There is not even a consensus, for
instance, as to who led the ŻZW. The authors dispense with the idea
popular in Poland that a Dawid Moryc Apfebaum—and for whom a square is
named in Warsaw—was the key personality in the group. They maintain that
Apfelbaum never existed (or played any role in the formation) and that
the commanders were actually Leon Rodal, a well-known Yiddish
journalist and Revisionist activist from Kielce, and Paweł (Paul)
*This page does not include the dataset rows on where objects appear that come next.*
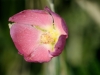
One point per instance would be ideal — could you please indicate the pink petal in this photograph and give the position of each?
(40, 54)
(25, 38)
(33, 17)
(59, 46)
(59, 23)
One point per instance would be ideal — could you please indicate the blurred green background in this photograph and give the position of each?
(81, 55)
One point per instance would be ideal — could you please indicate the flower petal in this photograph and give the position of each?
(25, 38)
(33, 17)
(59, 23)
(59, 46)
(40, 54)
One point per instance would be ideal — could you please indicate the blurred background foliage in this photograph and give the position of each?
(81, 55)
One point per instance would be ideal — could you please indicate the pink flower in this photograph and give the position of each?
(38, 35)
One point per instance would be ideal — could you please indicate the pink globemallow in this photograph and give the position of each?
(39, 35)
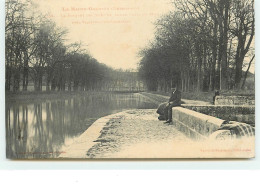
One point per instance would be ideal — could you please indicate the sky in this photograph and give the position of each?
(113, 31)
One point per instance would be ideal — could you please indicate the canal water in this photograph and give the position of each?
(42, 129)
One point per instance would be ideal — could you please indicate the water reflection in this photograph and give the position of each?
(39, 130)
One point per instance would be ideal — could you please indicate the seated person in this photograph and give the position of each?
(175, 100)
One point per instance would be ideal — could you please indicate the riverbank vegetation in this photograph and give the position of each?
(202, 46)
(39, 57)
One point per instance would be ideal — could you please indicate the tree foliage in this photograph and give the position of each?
(200, 46)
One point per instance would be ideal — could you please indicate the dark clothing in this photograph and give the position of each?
(175, 100)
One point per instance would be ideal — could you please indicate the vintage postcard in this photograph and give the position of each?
(127, 79)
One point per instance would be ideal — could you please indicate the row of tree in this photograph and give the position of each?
(37, 53)
(203, 45)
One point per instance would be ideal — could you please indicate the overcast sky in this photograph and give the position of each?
(115, 44)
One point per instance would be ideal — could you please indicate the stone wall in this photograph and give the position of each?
(235, 100)
(194, 124)
(238, 113)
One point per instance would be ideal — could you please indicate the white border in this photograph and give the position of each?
(145, 165)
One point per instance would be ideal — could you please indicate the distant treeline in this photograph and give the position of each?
(36, 52)
(202, 46)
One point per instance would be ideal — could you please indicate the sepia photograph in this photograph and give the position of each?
(128, 79)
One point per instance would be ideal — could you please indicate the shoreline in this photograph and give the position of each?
(33, 96)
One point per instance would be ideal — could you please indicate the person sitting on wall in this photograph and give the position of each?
(214, 97)
(175, 100)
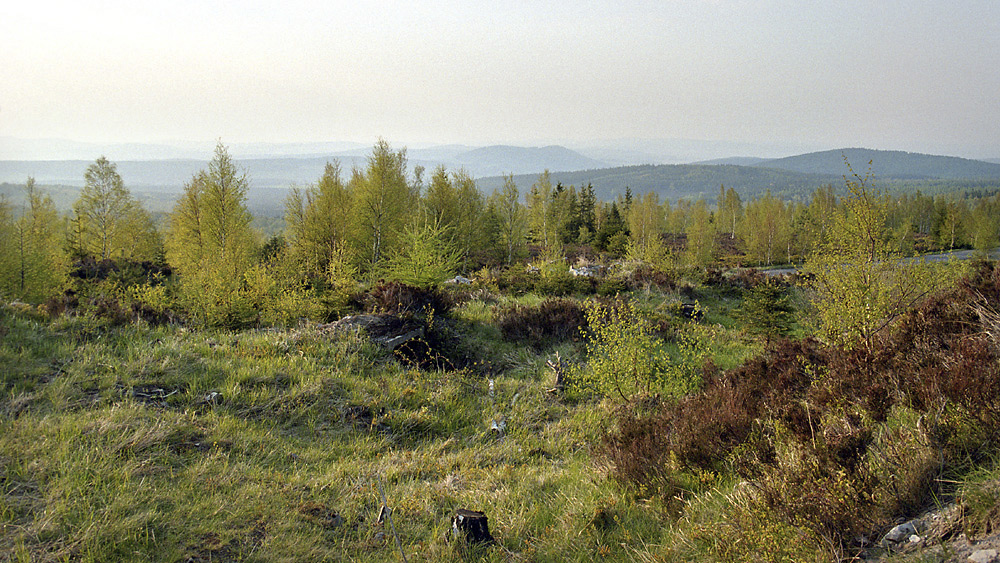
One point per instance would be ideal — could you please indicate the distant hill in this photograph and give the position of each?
(735, 161)
(886, 164)
(673, 181)
(504, 159)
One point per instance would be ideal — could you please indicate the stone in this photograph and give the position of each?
(388, 331)
(459, 280)
(472, 525)
(984, 556)
(900, 533)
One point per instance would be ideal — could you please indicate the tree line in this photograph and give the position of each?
(384, 221)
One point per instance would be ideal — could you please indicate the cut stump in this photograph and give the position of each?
(472, 525)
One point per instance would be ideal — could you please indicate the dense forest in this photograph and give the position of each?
(618, 379)
(380, 221)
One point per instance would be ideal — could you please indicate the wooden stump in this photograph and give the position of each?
(472, 525)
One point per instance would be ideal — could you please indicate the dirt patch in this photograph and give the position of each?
(212, 548)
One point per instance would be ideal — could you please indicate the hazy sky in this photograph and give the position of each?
(912, 75)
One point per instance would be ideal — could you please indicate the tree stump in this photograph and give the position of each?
(472, 525)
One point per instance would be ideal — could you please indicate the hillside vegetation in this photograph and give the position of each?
(607, 381)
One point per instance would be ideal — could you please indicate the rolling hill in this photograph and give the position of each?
(886, 164)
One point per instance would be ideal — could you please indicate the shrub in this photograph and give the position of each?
(396, 298)
(626, 359)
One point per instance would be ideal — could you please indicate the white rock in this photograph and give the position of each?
(984, 556)
(900, 533)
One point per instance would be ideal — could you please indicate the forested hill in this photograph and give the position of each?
(672, 181)
(501, 159)
(791, 178)
(896, 165)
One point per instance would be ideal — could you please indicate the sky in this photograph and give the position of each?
(911, 75)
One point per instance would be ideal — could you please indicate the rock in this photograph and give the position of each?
(985, 556)
(558, 367)
(471, 525)
(498, 428)
(899, 534)
(212, 398)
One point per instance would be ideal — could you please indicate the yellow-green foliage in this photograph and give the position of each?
(859, 283)
(33, 264)
(427, 256)
(651, 252)
(155, 296)
(625, 358)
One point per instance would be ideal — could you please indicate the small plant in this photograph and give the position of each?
(626, 359)
(767, 310)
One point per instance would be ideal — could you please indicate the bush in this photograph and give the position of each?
(551, 321)
(626, 359)
(396, 298)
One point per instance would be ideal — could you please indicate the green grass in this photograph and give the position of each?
(110, 452)
(169, 443)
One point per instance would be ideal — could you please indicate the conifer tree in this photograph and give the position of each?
(319, 221)
(383, 200)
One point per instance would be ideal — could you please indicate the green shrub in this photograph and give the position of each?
(626, 359)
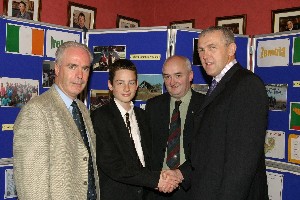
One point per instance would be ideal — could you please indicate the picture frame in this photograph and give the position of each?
(76, 11)
(183, 24)
(284, 19)
(237, 23)
(33, 8)
(127, 22)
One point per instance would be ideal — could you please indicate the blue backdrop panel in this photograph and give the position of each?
(185, 46)
(279, 120)
(24, 67)
(137, 41)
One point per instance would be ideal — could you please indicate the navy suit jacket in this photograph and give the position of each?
(228, 146)
(121, 174)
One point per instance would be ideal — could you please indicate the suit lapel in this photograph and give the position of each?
(64, 113)
(221, 86)
(121, 129)
(165, 118)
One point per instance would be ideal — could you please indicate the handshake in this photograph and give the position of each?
(169, 180)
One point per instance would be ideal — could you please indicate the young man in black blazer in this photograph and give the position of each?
(228, 147)
(121, 142)
(177, 73)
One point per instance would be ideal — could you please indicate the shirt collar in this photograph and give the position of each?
(223, 72)
(64, 97)
(185, 99)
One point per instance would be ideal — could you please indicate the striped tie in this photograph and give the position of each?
(173, 148)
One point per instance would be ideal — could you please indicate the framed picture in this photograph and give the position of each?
(287, 19)
(25, 9)
(127, 22)
(81, 16)
(237, 23)
(183, 24)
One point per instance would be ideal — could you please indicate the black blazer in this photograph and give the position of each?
(158, 116)
(121, 174)
(228, 147)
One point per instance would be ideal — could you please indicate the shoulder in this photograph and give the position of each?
(197, 95)
(159, 98)
(101, 111)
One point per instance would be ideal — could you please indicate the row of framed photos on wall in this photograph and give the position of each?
(282, 20)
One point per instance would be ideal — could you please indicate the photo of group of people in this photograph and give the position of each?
(104, 56)
(277, 95)
(289, 23)
(16, 92)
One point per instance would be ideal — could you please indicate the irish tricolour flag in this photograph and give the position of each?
(24, 40)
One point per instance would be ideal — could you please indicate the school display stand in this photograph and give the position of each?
(146, 47)
(277, 62)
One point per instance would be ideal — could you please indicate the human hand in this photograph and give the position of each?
(169, 180)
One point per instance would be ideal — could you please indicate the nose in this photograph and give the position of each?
(79, 73)
(172, 81)
(126, 87)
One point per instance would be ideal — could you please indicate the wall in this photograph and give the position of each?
(161, 13)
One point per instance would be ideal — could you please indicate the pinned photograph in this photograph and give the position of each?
(150, 85)
(201, 88)
(104, 56)
(277, 95)
(16, 92)
(23, 9)
(98, 98)
(295, 116)
(48, 73)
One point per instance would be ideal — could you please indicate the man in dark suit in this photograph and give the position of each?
(177, 74)
(228, 146)
(122, 134)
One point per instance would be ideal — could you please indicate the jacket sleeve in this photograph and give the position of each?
(31, 154)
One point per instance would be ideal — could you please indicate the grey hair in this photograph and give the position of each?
(228, 35)
(185, 59)
(62, 48)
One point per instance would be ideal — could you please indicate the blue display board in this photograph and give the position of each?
(273, 62)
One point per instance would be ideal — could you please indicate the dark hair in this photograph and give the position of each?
(22, 2)
(226, 32)
(118, 65)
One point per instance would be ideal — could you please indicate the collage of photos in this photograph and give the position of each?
(16, 92)
(104, 56)
(48, 73)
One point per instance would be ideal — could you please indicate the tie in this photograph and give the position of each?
(173, 148)
(213, 85)
(128, 124)
(129, 130)
(77, 116)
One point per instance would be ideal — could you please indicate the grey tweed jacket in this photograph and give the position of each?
(50, 158)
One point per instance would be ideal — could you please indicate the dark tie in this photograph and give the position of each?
(173, 148)
(77, 116)
(130, 134)
(213, 85)
(128, 124)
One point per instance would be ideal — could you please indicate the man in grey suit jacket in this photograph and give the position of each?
(177, 74)
(228, 147)
(50, 157)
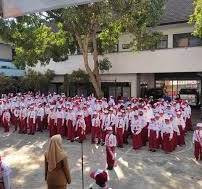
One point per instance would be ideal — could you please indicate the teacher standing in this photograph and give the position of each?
(57, 173)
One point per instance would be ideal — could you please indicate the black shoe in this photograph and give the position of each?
(110, 168)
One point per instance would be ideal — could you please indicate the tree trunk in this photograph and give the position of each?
(95, 82)
(95, 59)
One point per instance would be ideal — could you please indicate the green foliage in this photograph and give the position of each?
(105, 65)
(35, 41)
(8, 85)
(196, 18)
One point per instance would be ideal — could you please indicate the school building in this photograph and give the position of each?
(176, 63)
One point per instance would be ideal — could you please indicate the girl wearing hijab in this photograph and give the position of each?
(5, 173)
(57, 173)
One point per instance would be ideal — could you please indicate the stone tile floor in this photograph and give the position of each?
(135, 169)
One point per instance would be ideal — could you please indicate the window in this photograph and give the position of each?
(114, 49)
(163, 44)
(186, 40)
(125, 46)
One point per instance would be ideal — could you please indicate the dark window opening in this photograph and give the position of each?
(186, 40)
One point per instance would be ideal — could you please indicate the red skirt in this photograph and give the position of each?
(95, 133)
(70, 130)
(119, 136)
(144, 135)
(137, 141)
(167, 145)
(197, 150)
(110, 151)
(181, 139)
(153, 140)
(88, 124)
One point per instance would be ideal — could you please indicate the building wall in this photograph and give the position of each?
(158, 61)
(137, 67)
(130, 78)
(5, 52)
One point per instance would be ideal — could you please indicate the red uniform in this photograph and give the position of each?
(6, 121)
(111, 144)
(81, 128)
(96, 129)
(197, 139)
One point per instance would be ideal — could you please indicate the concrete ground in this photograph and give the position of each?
(135, 169)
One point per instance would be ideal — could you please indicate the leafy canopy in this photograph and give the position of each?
(196, 18)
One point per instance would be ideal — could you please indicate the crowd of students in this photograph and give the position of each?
(161, 124)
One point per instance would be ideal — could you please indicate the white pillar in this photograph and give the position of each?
(134, 86)
(170, 41)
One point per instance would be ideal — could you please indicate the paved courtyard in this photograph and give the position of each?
(135, 169)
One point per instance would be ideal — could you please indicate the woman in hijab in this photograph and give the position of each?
(57, 172)
(5, 173)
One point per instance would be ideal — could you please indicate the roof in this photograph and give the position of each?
(177, 11)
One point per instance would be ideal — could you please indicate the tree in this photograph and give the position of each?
(56, 34)
(196, 18)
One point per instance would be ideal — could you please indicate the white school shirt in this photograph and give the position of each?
(180, 121)
(96, 122)
(120, 122)
(110, 140)
(135, 126)
(167, 128)
(197, 136)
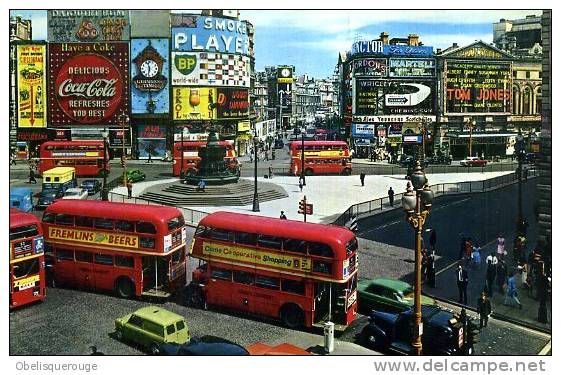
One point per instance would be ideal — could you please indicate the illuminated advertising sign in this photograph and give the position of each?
(389, 97)
(370, 67)
(210, 69)
(196, 103)
(257, 257)
(150, 75)
(94, 237)
(31, 98)
(412, 67)
(232, 103)
(478, 87)
(212, 34)
(88, 83)
(87, 25)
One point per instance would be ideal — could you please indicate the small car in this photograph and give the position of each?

Frenkel. Certainly, one additional difficulty in pinpointing the
relevant personalities is that both Jewish and Polish fighters are
referred to in the various documents by code names so even
that the identity of some individuals is rather uncertain. This is
especially noteworthy in the case of Pawel Frenkel, about who almost
nothing is known, not even his precise age, and of whom not even a
photograph has been found.
Libionka and
Weinbaum examine the documents and demonstrate why many of them are
unreliable. They identify many that are blatant falsifications or
fabrications created out of personal or ideological motives—including
several shameless memoirs penned by survivors. Many of the reports that
were (and still are) considered trustworthy contradict one another, and
many of the survivors’ stories have changed over time. In fact, thanks
to Libionka and Weinbaum, some of the original sources have now been
definitively discredited and can be discarded. Significantly, the
authors explain that neither Poles nor Jews have a monopoly on
confabulation. Indeed, both individual Poles and Jews contributed to the
way in which the history of the organization was distorted, though each
for different reasons.
During the battle, the
ŻZW lost all of its commanders, and, on April 29, the surviving fighters
escaped the ghetto through the Muranowski tunnel. On May 8, the Germans
uncovered the main command post of the ZOB. Most of that organization’s
leadership, including chief commander, Mordechai Anielewicz, took
cyanide. Marek Edelman and a few comrades escaped through the ghetto
sewers two days later. The suppression of the Uprising officially ended
on 16 May 1943, when Stroop personally pushed a detonator button to blow
up Warsaw’s Great Synagogue on Tłomackie Street.
This
book, in great detail, focuses on the factual and fictional
contributions of the ŻZW to the Ghetto Uprising. Some of what has been
reported about its role is exposed to be fraudulent or exaggerated. Its
authors hasten to explain that this in
no way detracts from its very real and heroic contributions to that
foremost display of Jewish courage in World War II. Libionka and
Weinbaum have succeeded in exploding many of the myths that obscured the
real story of the ŻZW and in so doing, have finally set the record
straight. Their book is not yet available in English, but one presumes
it will be soon.
Mary
V. Seeman, Professor Emerita in the Department of Psychiatry at the
University of Toronto, was born in Lodz, Poland. She has published in
the area of women’s mental health and psychosis, receiving numerous
awards, including an honorary degree from the University of Toronto and
appointment as Officer in the Order of Canada.